I turned off the water, dried off my face, and listened to your dad turn off the TV, walk around locking doors and windows. Then turning off the lights. Then walking upstairs. I just stood at the bathroom sink, looking in the mirror at my face, looking for signs of being pregnant. Did I look any different?

Your dad came upstairs, walked past the bathroom and while he did, looked at me and said something. For God's sake, I had been tearing up, so my eyes were red-rimmed and I looked panicked. At least, to myself I did...but your dad doesn't really notice those things. He walked into our bedroom, turned on the TV, walked around looking for something. All the while, I'm peeking out the doorway, looking at him, waiting for him to turn around and look at me so he can at least read my face!

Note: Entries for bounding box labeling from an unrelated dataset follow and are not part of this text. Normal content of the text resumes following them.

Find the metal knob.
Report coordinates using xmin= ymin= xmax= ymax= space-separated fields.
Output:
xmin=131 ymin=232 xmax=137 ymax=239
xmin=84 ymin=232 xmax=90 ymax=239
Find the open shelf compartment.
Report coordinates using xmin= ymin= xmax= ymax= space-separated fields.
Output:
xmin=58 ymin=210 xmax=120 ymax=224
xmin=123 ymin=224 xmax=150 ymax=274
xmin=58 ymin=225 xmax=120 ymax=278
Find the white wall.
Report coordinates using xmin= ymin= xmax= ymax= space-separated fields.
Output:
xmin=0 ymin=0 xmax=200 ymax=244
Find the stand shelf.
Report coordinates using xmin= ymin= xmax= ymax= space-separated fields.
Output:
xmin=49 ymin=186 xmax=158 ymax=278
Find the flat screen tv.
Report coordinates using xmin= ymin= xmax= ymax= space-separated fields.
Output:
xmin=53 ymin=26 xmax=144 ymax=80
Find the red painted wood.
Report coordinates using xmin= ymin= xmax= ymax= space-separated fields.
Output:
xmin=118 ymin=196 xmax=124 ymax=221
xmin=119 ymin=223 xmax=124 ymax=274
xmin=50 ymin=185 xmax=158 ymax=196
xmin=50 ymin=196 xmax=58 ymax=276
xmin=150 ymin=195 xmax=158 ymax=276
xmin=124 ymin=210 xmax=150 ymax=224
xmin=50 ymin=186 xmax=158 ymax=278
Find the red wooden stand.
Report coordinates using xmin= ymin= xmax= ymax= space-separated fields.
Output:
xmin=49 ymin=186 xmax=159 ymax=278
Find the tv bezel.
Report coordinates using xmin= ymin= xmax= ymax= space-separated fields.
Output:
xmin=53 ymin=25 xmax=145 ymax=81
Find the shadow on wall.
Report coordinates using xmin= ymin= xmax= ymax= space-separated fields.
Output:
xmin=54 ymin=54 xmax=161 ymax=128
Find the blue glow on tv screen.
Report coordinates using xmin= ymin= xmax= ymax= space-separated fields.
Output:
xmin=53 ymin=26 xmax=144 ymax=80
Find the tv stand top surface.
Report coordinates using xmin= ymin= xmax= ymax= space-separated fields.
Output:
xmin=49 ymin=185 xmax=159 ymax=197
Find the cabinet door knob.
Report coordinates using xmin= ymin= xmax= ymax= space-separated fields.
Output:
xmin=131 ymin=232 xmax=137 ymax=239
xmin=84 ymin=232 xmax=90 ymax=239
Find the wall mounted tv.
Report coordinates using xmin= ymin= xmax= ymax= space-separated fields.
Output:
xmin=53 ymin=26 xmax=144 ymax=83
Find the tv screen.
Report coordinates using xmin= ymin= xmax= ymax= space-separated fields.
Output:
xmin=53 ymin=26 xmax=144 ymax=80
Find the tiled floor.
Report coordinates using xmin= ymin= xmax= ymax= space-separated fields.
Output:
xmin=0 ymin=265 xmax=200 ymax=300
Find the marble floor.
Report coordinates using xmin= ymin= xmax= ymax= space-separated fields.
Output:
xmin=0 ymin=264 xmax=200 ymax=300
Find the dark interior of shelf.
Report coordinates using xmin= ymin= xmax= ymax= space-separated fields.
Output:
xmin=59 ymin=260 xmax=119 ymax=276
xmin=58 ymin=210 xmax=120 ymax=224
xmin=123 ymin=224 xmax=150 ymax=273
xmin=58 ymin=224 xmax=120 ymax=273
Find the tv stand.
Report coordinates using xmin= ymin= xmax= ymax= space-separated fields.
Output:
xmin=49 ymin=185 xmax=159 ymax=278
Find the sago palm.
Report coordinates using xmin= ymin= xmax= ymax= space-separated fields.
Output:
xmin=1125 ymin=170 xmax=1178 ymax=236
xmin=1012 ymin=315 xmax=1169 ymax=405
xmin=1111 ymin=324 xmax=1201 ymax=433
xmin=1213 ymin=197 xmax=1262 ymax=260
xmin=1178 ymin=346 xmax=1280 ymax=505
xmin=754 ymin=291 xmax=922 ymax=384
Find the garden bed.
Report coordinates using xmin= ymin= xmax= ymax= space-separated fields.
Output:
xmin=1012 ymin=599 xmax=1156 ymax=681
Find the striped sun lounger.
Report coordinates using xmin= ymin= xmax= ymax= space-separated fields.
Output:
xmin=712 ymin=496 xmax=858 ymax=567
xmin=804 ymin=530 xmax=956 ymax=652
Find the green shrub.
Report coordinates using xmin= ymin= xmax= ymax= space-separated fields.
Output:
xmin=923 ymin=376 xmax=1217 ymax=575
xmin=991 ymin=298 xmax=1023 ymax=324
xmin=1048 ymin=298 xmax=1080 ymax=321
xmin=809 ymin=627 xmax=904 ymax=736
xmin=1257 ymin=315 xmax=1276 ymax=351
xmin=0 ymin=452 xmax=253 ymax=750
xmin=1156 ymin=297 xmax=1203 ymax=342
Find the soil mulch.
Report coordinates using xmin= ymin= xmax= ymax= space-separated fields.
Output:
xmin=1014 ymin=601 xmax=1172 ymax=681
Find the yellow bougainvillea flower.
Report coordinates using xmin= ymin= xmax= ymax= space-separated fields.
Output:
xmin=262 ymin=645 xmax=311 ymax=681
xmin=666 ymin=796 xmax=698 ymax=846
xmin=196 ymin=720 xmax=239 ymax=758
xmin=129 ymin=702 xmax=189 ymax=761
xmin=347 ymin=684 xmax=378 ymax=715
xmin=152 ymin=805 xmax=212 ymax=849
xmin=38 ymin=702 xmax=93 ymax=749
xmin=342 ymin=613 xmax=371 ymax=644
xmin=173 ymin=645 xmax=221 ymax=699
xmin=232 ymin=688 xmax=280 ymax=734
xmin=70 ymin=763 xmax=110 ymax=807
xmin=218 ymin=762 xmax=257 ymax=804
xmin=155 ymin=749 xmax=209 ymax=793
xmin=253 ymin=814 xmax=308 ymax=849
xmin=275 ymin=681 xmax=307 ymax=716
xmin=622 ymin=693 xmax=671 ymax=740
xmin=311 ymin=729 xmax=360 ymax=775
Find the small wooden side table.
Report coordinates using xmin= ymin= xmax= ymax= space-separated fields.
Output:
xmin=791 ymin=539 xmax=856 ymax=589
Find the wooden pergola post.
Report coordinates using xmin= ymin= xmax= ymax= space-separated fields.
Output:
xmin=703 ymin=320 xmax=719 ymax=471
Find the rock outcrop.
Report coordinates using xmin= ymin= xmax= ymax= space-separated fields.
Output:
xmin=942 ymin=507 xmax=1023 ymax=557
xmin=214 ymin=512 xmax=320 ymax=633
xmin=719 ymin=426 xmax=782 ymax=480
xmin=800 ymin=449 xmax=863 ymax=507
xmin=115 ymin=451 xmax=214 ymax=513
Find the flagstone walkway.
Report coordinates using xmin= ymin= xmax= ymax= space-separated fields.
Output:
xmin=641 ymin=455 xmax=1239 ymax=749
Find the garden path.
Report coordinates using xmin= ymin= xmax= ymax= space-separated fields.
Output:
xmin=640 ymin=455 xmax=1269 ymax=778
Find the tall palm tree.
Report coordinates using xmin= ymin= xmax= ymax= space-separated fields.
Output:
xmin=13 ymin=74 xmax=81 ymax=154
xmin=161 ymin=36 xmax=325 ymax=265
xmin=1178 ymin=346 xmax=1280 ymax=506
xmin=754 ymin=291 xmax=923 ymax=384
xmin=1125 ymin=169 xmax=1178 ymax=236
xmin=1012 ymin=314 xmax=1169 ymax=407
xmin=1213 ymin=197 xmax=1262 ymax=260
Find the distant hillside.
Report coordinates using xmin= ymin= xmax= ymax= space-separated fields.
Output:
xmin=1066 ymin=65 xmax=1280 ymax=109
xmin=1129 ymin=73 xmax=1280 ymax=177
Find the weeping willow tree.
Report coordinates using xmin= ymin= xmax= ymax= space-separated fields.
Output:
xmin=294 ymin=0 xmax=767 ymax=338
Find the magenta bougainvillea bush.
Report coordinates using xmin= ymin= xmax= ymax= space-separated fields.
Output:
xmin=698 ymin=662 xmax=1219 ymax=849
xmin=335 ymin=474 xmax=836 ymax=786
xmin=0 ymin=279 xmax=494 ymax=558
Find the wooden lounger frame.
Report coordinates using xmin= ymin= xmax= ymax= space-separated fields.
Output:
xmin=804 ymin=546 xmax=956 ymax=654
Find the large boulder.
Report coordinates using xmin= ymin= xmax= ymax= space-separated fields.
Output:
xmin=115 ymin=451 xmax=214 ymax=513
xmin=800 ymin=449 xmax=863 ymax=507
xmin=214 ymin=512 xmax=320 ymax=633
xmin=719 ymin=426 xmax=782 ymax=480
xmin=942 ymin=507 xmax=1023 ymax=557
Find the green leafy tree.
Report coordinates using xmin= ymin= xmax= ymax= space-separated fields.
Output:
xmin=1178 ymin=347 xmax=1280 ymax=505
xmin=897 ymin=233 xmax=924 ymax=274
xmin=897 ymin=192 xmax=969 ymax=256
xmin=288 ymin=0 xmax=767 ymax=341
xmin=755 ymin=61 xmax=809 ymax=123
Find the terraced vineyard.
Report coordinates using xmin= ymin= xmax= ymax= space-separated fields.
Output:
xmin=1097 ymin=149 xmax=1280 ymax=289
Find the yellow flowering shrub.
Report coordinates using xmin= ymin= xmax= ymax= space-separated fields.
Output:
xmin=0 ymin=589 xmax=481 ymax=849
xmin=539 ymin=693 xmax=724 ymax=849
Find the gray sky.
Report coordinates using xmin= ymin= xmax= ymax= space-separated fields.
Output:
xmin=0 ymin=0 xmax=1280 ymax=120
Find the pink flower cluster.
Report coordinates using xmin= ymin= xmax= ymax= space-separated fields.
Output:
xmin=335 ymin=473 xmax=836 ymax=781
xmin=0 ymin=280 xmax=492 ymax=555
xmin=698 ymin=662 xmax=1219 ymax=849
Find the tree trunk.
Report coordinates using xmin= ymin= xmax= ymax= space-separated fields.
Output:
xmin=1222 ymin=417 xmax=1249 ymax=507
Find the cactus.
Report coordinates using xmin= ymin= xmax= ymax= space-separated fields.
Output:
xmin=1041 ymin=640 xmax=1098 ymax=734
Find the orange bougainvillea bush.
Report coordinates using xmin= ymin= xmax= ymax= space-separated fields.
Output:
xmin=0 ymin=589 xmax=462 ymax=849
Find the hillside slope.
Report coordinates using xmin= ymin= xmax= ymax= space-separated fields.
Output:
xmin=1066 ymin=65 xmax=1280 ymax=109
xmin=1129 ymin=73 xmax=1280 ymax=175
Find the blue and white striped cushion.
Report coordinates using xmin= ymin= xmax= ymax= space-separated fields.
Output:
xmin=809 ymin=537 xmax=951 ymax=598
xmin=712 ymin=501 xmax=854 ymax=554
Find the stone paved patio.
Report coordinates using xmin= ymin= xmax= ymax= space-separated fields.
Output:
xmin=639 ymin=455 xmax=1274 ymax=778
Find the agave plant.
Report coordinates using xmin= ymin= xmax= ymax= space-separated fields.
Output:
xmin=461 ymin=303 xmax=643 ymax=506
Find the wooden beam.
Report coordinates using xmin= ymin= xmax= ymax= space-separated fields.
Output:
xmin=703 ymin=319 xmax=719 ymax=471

I grabbed the test, held myself and the test halfway out the doorway and waited patiently for him to notice me. He didn't. So I finally said, "Eric." He turned, looked at me, looked at my hand holding the test and said, "Oh my God. Oh my God!" Your dad was so excited...he's been waiting for this for so long.

And the first thing I could say was: "I want to take it back." Your dad laughed to himself, but in that one second, I wasn't prepared for it. Saying we would like to be pregnant and then actually being pregnant are two different things. All I could think of, being the negative one in this relationship, were all the negative things that come along with being pregnant. Getting fat, being uncomfortable and not getting to wear my cute clothes that I own for one.

Your dad replied with, "You want to take it back?!" That's when I explained it - but it was such a shock to me. I didn't know how I was supposed to react to the news. Then I told him I wish my dad were here so I could tell him. And you're wise old dad said, "He knows." And he's right - in all of this, my dad is the first person that knew and knew probably before we did. And I know he couldn't be more happy for us. :)

So then your dad and I couldn't get to sleep and couldn't get to sleep, even though we were both exhausted. But, we did and when I took another pregnancy test in the morning, it confirmed everything we thought.

You're here. And we couldn't be more excited.